‘Hey you could help us out during weekends and write about it during the week. And your job is to ensure everyone has a great time while not compromising on your own fun.’
How can I do a waiter’s job? What will my friends think of me? All sorts of dumb illogical thoughts where running through my head.
‘I am really not patient with people. I don’t think I am made for it’
Yeah right! I was lying, lying so bad that I was feeling sick. I felt I was really different, always ready to try something new in life, and I never wanted be tied down to one career (main source of ulcers for my parents). For me conventional was boring. To vindicate why I hadn’t sought after the excitement I could feel in my head the adrenaline rush that was bursting through my veins. I claimed nothing exciting ever happened. The truth is I was being an absolute hypocrite! I was just like everyone else, 9-5 bore.
The same evening another friend called me up and said he wanted to start a pub of his own, and said he would like it if I could help him out. This got me heady, alright here was my moment to do what I have always wanted. However…
‘I don’t know too much about that particular genre of music.’

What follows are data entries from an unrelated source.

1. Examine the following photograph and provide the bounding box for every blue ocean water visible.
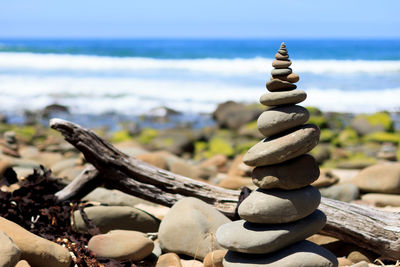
[0,39,400,127]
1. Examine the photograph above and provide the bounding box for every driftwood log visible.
[50,119,400,260]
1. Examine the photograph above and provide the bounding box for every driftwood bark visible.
[50,119,400,259]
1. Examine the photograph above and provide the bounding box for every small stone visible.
[156,252,182,267]
[216,210,326,254]
[361,193,400,207]
[252,154,319,190]
[266,79,297,92]
[311,169,339,188]
[73,206,160,233]
[0,231,21,267]
[88,230,154,261]
[223,241,338,267]
[243,124,320,166]
[271,68,292,76]
[257,105,310,137]
[319,184,360,202]
[238,187,321,224]
[260,90,307,106]
[279,73,300,83]
[0,217,71,267]
[272,60,292,69]
[203,249,227,267]
[158,197,230,259]
[275,53,289,60]
[352,162,400,194]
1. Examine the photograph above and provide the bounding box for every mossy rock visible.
[319,129,337,143]
[363,132,400,144]
[351,112,394,135]
[332,128,360,147]
[110,130,132,143]
[138,128,159,145]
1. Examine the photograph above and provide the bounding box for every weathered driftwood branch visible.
[50,119,400,259]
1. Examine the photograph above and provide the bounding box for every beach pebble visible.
[265,79,297,92]
[319,184,360,202]
[275,53,289,60]
[15,260,31,267]
[203,249,227,267]
[311,169,340,188]
[223,241,338,267]
[260,90,307,106]
[257,105,310,137]
[0,217,71,267]
[238,186,321,224]
[156,252,182,267]
[352,162,400,194]
[159,197,230,259]
[271,68,292,76]
[73,206,160,233]
[88,230,154,261]
[216,210,326,254]
[243,124,320,166]
[0,231,21,267]
[272,60,292,69]
[181,260,203,267]
[252,154,320,190]
[279,73,300,83]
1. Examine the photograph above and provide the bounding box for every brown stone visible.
[203,249,227,267]
[275,53,289,60]
[272,60,292,69]
[0,217,71,267]
[252,154,319,190]
[243,124,320,166]
[266,79,297,92]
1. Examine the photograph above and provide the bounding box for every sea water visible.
[0,39,400,129]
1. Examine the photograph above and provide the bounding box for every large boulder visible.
[159,197,230,259]
[352,162,400,194]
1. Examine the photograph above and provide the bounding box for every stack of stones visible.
[216,43,338,267]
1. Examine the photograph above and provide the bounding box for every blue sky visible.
[0,0,400,38]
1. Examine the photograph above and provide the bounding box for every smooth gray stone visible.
[243,124,320,166]
[216,210,326,254]
[238,186,321,224]
[251,154,320,190]
[257,105,310,137]
[271,68,292,76]
[260,90,307,106]
[223,240,338,267]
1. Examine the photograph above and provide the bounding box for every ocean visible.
[0,39,400,129]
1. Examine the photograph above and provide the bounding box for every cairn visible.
[216,43,338,267]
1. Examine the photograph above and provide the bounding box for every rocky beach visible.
[0,44,400,267]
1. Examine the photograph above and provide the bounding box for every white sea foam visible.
[0,52,400,76]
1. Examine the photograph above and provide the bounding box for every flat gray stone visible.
[223,241,338,267]
[243,124,320,166]
[271,68,292,76]
[73,206,160,233]
[260,90,307,106]
[257,105,310,137]
[158,197,230,259]
[216,210,326,254]
[251,154,320,190]
[239,186,321,224]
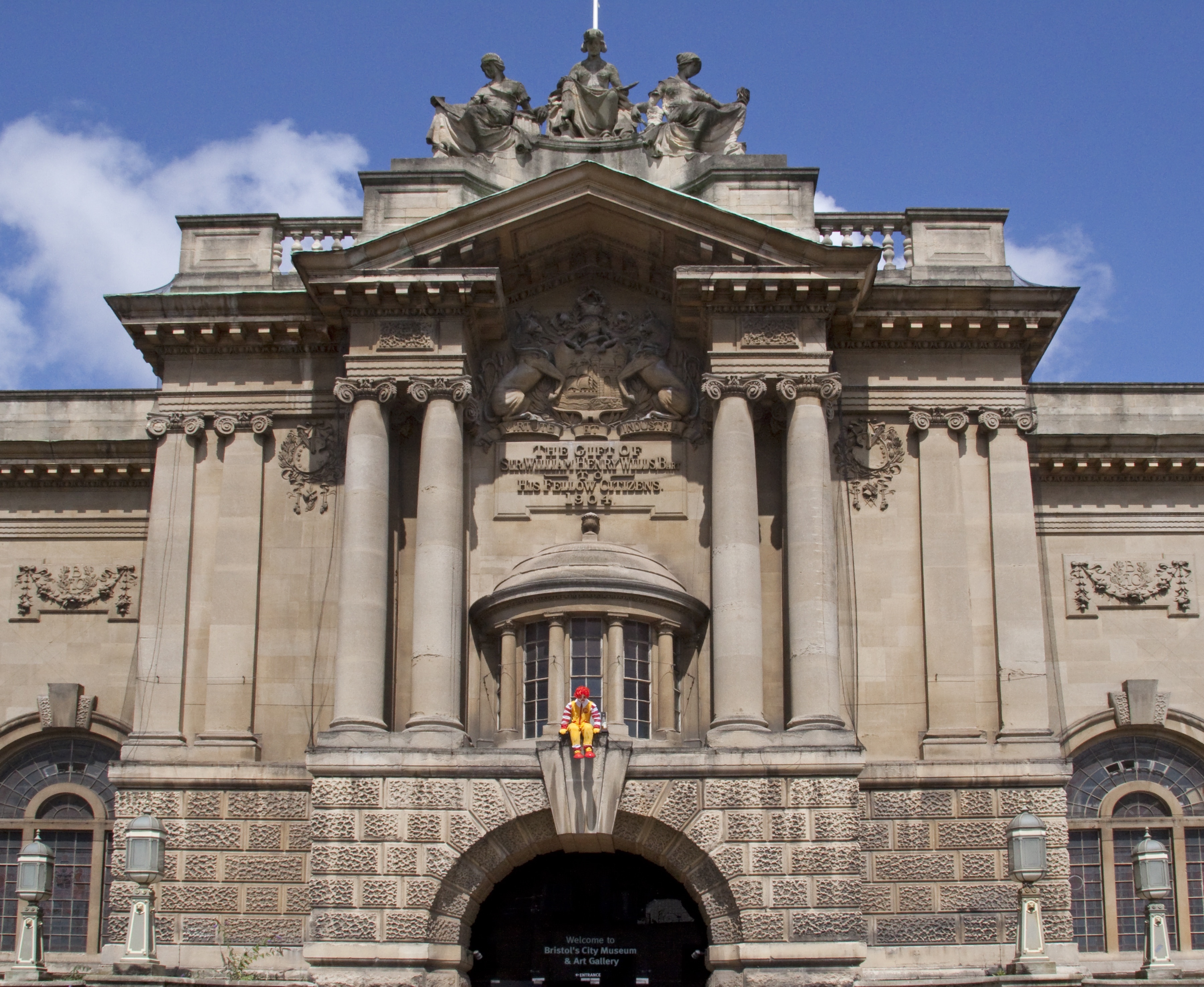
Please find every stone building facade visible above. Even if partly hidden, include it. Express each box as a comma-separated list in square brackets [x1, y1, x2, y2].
[0, 54, 1204, 985]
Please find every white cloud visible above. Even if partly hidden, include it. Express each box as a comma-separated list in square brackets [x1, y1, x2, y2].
[0, 117, 367, 388]
[1005, 229, 1114, 380]
[815, 190, 845, 213]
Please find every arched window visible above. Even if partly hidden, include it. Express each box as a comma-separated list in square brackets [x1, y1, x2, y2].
[1067, 736, 1204, 952]
[0, 734, 117, 953]
[471, 525, 709, 743]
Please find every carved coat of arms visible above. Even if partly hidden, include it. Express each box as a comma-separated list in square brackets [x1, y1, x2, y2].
[478, 289, 701, 442]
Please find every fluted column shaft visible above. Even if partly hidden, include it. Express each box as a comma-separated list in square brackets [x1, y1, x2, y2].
[497, 621, 519, 734]
[122, 415, 205, 761]
[406, 379, 470, 734]
[330, 381, 396, 730]
[778, 374, 845, 731]
[703, 377, 769, 731]
[197, 415, 271, 758]
[979, 413, 1052, 743]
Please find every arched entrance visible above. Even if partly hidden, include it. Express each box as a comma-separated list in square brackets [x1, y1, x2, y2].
[468, 851, 707, 987]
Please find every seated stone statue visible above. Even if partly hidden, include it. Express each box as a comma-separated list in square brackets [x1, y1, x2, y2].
[426, 52, 543, 158]
[636, 52, 749, 158]
[548, 28, 639, 138]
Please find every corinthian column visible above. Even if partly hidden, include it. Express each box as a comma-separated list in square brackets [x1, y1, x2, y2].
[330, 378, 397, 731]
[778, 373, 845, 736]
[196, 412, 272, 761]
[122, 414, 205, 761]
[406, 377, 472, 743]
[702, 374, 769, 744]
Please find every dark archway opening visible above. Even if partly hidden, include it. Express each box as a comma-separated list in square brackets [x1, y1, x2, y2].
[468, 851, 707, 987]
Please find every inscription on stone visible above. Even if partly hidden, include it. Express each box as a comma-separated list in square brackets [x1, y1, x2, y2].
[494, 439, 685, 518]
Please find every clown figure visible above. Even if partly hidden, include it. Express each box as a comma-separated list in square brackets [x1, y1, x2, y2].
[560, 685, 602, 760]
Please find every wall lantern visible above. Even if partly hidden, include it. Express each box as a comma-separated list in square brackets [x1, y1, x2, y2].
[1130, 829, 1179, 980]
[120, 815, 167, 971]
[1008, 808, 1057, 974]
[5, 831, 54, 983]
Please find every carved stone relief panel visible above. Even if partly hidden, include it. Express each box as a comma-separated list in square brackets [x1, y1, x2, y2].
[376, 319, 438, 353]
[8, 561, 141, 624]
[1062, 555, 1199, 618]
[494, 438, 688, 520]
[468, 289, 702, 445]
[833, 419, 904, 510]
[737, 314, 799, 349]
[276, 421, 342, 514]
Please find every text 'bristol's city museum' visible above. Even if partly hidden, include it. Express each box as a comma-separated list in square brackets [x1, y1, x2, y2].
[0, 31, 1204, 987]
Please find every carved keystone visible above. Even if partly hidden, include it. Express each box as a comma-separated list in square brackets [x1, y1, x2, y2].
[536, 733, 631, 853]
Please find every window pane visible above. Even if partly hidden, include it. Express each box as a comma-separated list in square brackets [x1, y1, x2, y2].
[622, 620, 653, 738]
[0, 829, 20, 951]
[522, 620, 548, 738]
[1112, 829, 1179, 952]
[42, 829, 92, 953]
[1070, 829, 1105, 953]
[568, 618, 604, 709]
[1185, 829, 1204, 950]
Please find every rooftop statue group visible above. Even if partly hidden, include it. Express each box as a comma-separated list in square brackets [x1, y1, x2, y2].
[426, 28, 749, 158]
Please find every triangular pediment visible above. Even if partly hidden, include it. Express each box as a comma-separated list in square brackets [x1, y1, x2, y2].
[296, 161, 878, 302]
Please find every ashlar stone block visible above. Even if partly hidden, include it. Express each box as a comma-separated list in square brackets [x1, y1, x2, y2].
[769, 877, 808, 909]
[385, 778, 465, 809]
[726, 812, 765, 840]
[874, 853, 956, 881]
[815, 877, 861, 907]
[311, 778, 381, 809]
[226, 791, 309, 820]
[311, 911, 377, 941]
[704, 778, 783, 809]
[384, 911, 431, 943]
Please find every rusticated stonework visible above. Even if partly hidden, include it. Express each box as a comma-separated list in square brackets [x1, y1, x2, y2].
[104, 788, 311, 946]
[861, 788, 1073, 946]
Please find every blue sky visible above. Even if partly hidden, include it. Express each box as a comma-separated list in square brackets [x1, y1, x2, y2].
[0, 0, 1204, 388]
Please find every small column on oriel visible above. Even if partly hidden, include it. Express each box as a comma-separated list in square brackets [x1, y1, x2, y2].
[702, 374, 769, 746]
[406, 377, 472, 746]
[330, 379, 397, 731]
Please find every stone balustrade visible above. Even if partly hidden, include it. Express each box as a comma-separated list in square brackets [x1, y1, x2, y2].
[815, 213, 913, 268]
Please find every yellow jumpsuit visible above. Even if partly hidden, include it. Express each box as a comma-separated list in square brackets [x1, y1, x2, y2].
[560, 699, 595, 748]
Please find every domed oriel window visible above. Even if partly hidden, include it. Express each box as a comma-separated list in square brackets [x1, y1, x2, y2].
[471, 514, 709, 743]
[1067, 734, 1204, 952]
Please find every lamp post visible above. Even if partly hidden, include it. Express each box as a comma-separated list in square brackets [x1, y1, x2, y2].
[1008, 809, 1057, 974]
[1130, 829, 1179, 980]
[120, 815, 167, 973]
[5, 829, 54, 983]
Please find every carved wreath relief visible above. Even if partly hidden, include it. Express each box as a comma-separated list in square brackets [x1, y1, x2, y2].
[8, 563, 138, 622]
[276, 423, 339, 514]
[477, 289, 701, 444]
[834, 419, 903, 510]
[1062, 555, 1199, 618]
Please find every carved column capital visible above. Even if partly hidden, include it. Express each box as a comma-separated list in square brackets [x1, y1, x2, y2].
[213, 411, 272, 437]
[1009, 408, 1037, 432]
[335, 377, 397, 405]
[907, 408, 971, 432]
[147, 412, 205, 438]
[406, 377, 472, 405]
[702, 373, 769, 401]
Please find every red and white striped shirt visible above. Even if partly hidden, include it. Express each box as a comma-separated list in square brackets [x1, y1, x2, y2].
[560, 699, 602, 731]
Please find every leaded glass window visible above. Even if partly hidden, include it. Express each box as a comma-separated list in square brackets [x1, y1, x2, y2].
[622, 620, 653, 738]
[522, 620, 548, 738]
[1070, 829, 1106, 952]
[568, 618, 606, 709]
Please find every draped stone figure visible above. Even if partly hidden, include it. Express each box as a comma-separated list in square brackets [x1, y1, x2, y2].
[636, 52, 749, 158]
[548, 28, 639, 138]
[426, 52, 545, 158]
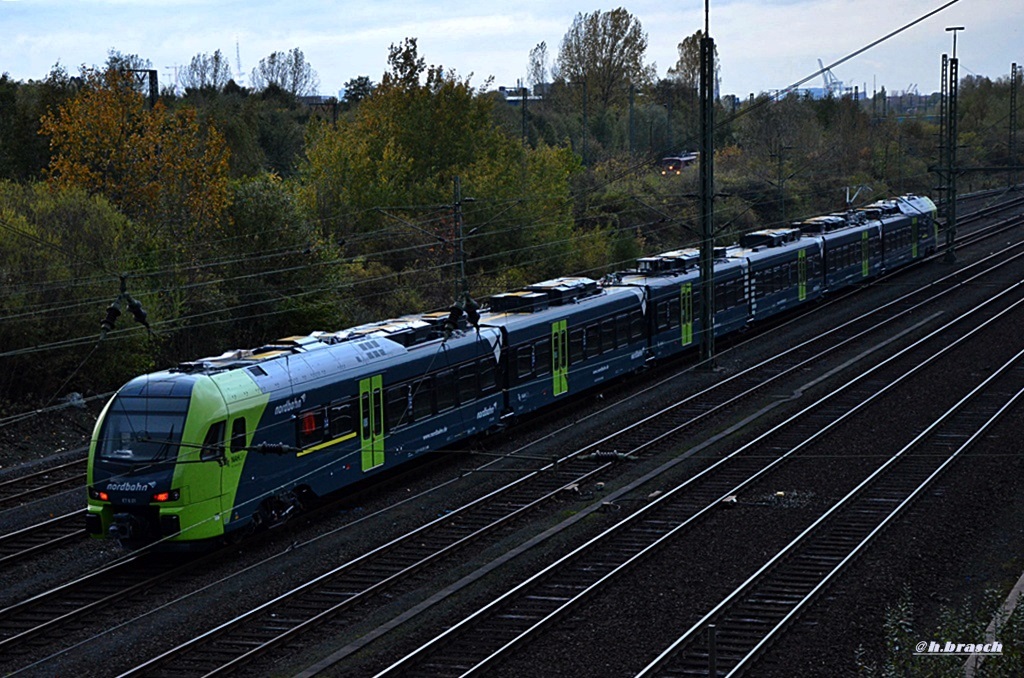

What! I couldn’t believe I had said that. What was wrong with me why I am so petrified about taking a plunge? Ok I wont have my security blanket around – my salary! At least I would be happy1
I was aptly called the ‘Rebellious Conformist’, in my head there are so many adventurous plans, but when it comes to actually executing them, I shy away! And it depresses me.
After much deliberation I decided I would agree, and when the time comes I would face the hurdles I’ll also help this friend over the weekends so that I can write his blogs. So long I have turned away from opportunities glaring at my face, but I want to make a conscious effort to make the best of what comes my way instead of waiting for something earth shattering to happen in my life! If something life altering happens…great! In the meanwhile I don’t want to miss out on any more experiences waiting for that big day to come.